Extrait « Le cas Hawa Cira » de Me Mouammar Mohamed Salem, Barreau de Mauritanie
Monsieur le Président, Messieurs les membres de la Cour,
Le nom de notre cliente est, à lui seul, un condensé des souffrances et des violations dont elle est victime. La mémoire du temps n’a réservé aucune colonne pour sa filiation, hormis ce que nous renseigne le petit collier qu’elle porte au cou et sur lequel est gravé un nom : « Hawa Cira ». Cette petite pièce du passé est tout ce qui lui reste comme souvenir de son enfance enfouie dans les séquences des jours.
Ces souvenirs remontent au jour où elle fût trouvée, désemparée et en larmes au creux d’une vallée près du village de El Oueid par une femme dénommée Hajar. Elle était en errance, à la recherche de son être enseveli sous les décombres du passé.

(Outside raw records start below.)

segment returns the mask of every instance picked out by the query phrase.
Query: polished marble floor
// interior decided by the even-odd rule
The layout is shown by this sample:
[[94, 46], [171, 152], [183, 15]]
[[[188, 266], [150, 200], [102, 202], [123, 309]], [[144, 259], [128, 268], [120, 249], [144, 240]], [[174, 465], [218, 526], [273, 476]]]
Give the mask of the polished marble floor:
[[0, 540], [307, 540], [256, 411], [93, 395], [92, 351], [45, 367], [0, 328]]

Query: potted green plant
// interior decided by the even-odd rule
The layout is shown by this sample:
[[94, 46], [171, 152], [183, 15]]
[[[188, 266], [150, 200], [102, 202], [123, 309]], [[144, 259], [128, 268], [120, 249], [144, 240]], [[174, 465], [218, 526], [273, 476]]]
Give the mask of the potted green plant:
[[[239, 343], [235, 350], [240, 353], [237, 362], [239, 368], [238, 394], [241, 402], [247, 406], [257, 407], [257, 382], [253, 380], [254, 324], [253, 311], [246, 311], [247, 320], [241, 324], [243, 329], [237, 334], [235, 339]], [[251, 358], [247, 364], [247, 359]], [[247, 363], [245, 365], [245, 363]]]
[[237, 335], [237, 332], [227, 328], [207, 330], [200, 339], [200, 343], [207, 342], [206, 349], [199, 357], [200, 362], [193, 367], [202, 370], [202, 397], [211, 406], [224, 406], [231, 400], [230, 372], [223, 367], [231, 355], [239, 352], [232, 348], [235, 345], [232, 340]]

Incontestablement, son nom et ses traits sont africains, mais son teint et sa locution sont arabes. En somme, une redoutable dualité d’appartenance, en apparence, équilibrée. Il n’existe aucune autre piste pour imaginer une troisième hypothèse. Donc, rien ne permet d’ignorer le non-dit et ses détails troublants pour arriver à la vérité sur le début des premiers pas d’existence de Hawa Cira.